The action follows the New York State legislature’s passage of the Responsible Data Center Development Act on June 4, making it the first statewide ban of its kind anywhere in the US. The moratorium specifically targets facilities with a peak demand exceeding 20 megawatts, which effectively covers the large-scale operations that both AI companies and proof-of-work crypto miners tend to build.

What the moratorium actually does

The one-year freeze on new air permits gives state regulators breathing room to develop cost-allocation and siting rules for data centers before more of them plug into New York’s grid. The state wants to figure out who pays for the infrastructure upgrades these power-hungry facilities require before letting more of them set up shop.
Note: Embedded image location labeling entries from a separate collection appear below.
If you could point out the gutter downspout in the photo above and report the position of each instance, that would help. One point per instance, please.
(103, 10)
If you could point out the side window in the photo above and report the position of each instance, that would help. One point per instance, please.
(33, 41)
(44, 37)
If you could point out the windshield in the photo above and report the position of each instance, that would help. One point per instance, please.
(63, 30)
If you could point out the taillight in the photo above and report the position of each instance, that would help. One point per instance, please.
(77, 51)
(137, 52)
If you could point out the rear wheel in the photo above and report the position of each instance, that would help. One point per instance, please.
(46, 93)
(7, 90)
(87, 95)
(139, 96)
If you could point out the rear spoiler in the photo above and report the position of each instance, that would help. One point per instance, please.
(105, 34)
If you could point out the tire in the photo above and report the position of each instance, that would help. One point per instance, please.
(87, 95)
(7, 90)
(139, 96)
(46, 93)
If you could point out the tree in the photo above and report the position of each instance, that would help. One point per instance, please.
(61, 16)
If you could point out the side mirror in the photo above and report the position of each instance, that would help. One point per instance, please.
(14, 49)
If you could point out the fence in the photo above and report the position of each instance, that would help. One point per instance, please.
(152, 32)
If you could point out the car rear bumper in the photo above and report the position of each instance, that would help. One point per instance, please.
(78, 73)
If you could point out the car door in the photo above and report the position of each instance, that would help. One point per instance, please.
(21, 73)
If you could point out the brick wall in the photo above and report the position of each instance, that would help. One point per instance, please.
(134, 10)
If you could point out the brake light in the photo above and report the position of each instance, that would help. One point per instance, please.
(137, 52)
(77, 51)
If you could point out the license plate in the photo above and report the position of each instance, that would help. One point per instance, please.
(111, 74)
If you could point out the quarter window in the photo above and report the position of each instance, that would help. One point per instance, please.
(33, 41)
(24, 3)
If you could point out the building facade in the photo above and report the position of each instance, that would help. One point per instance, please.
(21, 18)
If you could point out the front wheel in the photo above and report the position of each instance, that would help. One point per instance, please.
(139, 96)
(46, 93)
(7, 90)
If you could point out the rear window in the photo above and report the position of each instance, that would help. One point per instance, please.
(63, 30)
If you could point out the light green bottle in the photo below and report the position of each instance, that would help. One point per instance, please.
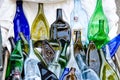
(93, 26)
(100, 38)
(40, 27)
(106, 72)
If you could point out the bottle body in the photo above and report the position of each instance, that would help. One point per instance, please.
(40, 26)
(106, 71)
(31, 69)
(20, 23)
(79, 21)
(60, 29)
(93, 26)
(92, 58)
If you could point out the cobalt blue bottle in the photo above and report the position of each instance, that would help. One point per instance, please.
(20, 22)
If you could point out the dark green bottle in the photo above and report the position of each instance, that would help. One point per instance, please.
(92, 58)
(93, 26)
(15, 64)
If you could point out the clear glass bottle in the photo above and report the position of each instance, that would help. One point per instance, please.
(31, 69)
(87, 73)
(100, 38)
(65, 72)
(55, 66)
(106, 71)
(20, 22)
(79, 21)
(93, 26)
(78, 47)
(92, 58)
(71, 75)
(40, 26)
(15, 62)
(1, 58)
(60, 29)
(45, 73)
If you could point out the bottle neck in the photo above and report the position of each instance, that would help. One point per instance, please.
(102, 55)
(99, 5)
(78, 36)
(59, 14)
(11, 39)
(40, 8)
(80, 62)
(19, 6)
(101, 25)
(77, 4)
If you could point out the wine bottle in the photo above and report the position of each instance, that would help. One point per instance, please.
(114, 45)
(92, 58)
(63, 60)
(60, 29)
(15, 62)
(40, 26)
(31, 69)
(71, 75)
(93, 26)
(106, 71)
(79, 21)
(11, 40)
(47, 52)
(65, 72)
(78, 47)
(46, 74)
(86, 72)
(100, 38)
(20, 22)
(1, 50)
(24, 43)
(55, 66)
(109, 60)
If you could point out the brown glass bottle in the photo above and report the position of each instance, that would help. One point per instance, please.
(78, 47)
(60, 29)
(92, 58)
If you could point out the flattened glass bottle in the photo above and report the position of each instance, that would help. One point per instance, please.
(40, 26)
(20, 22)
(87, 73)
(55, 66)
(92, 58)
(100, 38)
(15, 62)
(31, 69)
(78, 47)
(106, 71)
(79, 20)
(93, 26)
(60, 29)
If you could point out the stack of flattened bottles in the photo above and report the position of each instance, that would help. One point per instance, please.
(79, 51)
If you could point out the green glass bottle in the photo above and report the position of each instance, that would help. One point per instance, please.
(55, 66)
(15, 64)
(78, 45)
(93, 26)
(40, 26)
(63, 60)
(106, 72)
(92, 58)
(100, 38)
(24, 43)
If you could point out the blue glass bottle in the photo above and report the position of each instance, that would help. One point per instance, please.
(20, 22)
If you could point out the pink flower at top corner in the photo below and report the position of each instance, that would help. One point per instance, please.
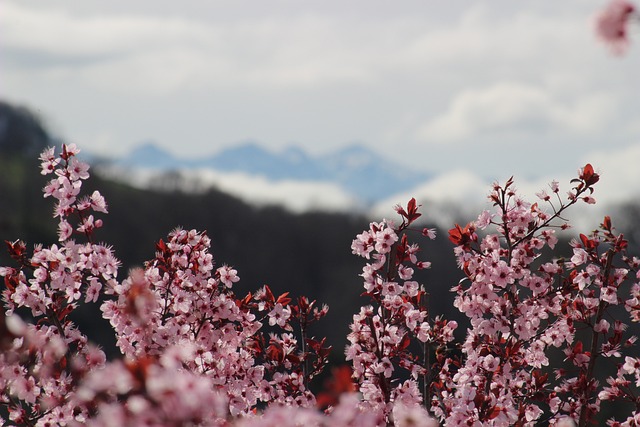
(611, 25)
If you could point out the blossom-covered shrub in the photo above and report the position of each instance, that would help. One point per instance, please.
(195, 354)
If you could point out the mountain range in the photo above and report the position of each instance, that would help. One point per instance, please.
(356, 169)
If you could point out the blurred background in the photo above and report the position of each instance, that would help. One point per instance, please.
(283, 127)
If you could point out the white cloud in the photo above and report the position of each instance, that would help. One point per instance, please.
(510, 108)
(295, 196)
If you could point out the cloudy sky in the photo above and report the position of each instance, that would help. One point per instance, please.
(492, 88)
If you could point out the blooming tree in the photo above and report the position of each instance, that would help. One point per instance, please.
(196, 354)
(612, 22)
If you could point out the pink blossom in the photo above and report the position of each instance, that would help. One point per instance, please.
(611, 25)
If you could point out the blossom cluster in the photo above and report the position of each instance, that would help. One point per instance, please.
(540, 329)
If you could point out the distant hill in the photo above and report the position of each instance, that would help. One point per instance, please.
(355, 168)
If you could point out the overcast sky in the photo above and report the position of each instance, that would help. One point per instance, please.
(491, 87)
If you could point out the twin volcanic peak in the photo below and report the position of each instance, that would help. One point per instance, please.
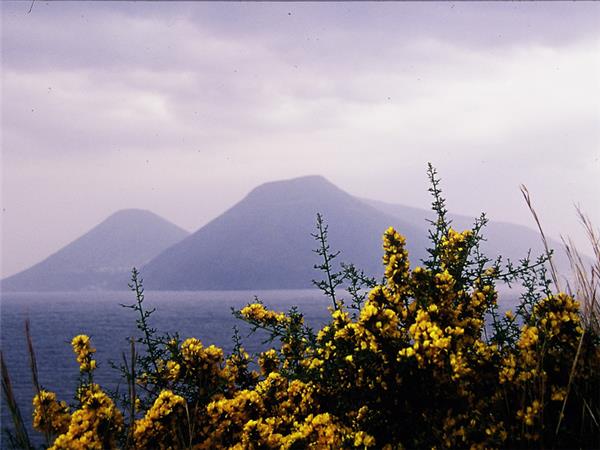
(262, 242)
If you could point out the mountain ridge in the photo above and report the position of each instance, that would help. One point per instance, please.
(102, 257)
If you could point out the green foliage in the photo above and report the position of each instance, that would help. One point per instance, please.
(424, 359)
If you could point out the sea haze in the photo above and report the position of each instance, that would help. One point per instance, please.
(262, 242)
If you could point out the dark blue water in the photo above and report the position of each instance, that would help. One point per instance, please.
(56, 318)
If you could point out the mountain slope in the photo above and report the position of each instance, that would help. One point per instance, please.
(502, 238)
(103, 257)
(264, 241)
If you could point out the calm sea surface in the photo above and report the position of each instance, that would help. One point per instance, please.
(56, 317)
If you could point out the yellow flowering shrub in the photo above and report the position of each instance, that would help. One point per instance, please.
(423, 360)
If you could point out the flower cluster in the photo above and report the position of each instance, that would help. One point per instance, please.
(84, 351)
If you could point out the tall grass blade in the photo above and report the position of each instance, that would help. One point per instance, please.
(21, 437)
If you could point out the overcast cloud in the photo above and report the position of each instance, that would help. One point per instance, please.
(183, 108)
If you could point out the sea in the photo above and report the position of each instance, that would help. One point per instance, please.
(55, 318)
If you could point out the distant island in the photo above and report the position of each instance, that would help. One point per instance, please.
(262, 242)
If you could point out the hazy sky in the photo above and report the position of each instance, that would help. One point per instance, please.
(183, 108)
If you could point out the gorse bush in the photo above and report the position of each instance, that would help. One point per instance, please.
(422, 359)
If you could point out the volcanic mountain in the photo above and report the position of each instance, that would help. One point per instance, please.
(103, 257)
(265, 242)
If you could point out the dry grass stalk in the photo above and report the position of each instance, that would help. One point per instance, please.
(553, 271)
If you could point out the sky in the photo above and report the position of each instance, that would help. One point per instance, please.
(183, 108)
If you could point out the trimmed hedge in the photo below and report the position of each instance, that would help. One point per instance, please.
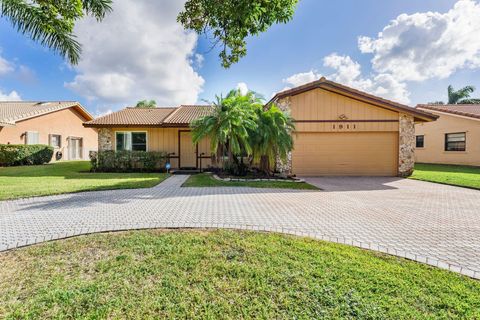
(24, 155)
(128, 161)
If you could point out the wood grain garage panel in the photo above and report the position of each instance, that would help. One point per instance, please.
(355, 154)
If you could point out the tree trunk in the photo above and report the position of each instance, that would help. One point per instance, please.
(265, 165)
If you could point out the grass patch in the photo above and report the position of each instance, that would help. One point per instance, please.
(224, 274)
(206, 180)
(463, 176)
(68, 176)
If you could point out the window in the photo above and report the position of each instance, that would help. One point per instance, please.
(31, 137)
(55, 140)
(420, 140)
(136, 141)
(455, 141)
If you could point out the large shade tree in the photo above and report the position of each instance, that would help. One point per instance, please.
(146, 104)
(227, 22)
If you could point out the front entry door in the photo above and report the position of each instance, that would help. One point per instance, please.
(188, 155)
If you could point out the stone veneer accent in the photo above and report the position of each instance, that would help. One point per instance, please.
(282, 167)
(406, 145)
(105, 139)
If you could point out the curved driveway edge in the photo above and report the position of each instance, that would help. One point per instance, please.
(430, 223)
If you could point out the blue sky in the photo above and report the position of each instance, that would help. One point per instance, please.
(152, 57)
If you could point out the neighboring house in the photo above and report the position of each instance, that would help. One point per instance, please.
(339, 131)
(453, 139)
(54, 123)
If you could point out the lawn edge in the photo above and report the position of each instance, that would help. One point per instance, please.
(314, 188)
(370, 247)
(446, 184)
(80, 191)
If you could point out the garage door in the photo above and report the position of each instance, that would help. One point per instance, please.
(357, 154)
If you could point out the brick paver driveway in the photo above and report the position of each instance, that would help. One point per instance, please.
(430, 223)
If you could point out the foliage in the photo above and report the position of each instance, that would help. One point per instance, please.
(68, 176)
(462, 176)
(229, 125)
(244, 128)
(272, 137)
(158, 274)
(146, 104)
(128, 161)
(206, 180)
(51, 22)
(231, 21)
(20, 154)
(461, 96)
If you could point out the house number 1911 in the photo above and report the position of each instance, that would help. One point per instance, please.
(345, 126)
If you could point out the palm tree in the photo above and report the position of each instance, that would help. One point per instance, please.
(146, 104)
(461, 96)
(51, 22)
(228, 126)
(272, 138)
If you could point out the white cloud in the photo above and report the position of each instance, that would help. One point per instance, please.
(12, 96)
(301, 78)
(5, 66)
(348, 72)
(242, 86)
(138, 52)
(427, 45)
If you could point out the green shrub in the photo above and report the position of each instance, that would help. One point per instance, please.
(21, 155)
(128, 161)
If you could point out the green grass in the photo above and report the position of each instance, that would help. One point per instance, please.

This isn’t New York’s first brush with energy-related tech bans either. Governor Hochul signed a two-year moratorium on fossil-fuel-powered crypto mining operations back in 2022, a measure that expired in late 2024. The new legislation is broader in scope, sweeping AI data centers into the same regulatory net that previously targeted only crypto miners.

The crypto mining angle

Greenidge Generation, the converted natural gas plant in the Finger Lakes region that became a poster child for the crypto mining debate in New York, has already faced air permit challenges and litigation tied to state emissions targets. The new legislation adds yet another layer of operational uncertainty for the company and others like it.

A draft environmental impact statement published in May 2025 put some eye-opening numbers on the table. It estimated that emissions damages from existing mining facilities in New York could reach approximately $10.6 billion between 2024 and 2050.

What this means for investors

When New York imposed its crypto mining moratorium in 2022, miners relocated to Texas, Georgia, and other states with cheaper power and friendlier regulatory environments. The same dynamic is likely to play out here given the AI industry’s involvement.

For crypto-specific investors, the signal is clear. New York continues to be one of the most hostile regulatory environments for energy-intensive blockchain operations in the country. Mining companies with New York exposure should be viewed as carrying elevated regulatory risk, particularly those like Greenidge that are already entangled in emissions-related litigation.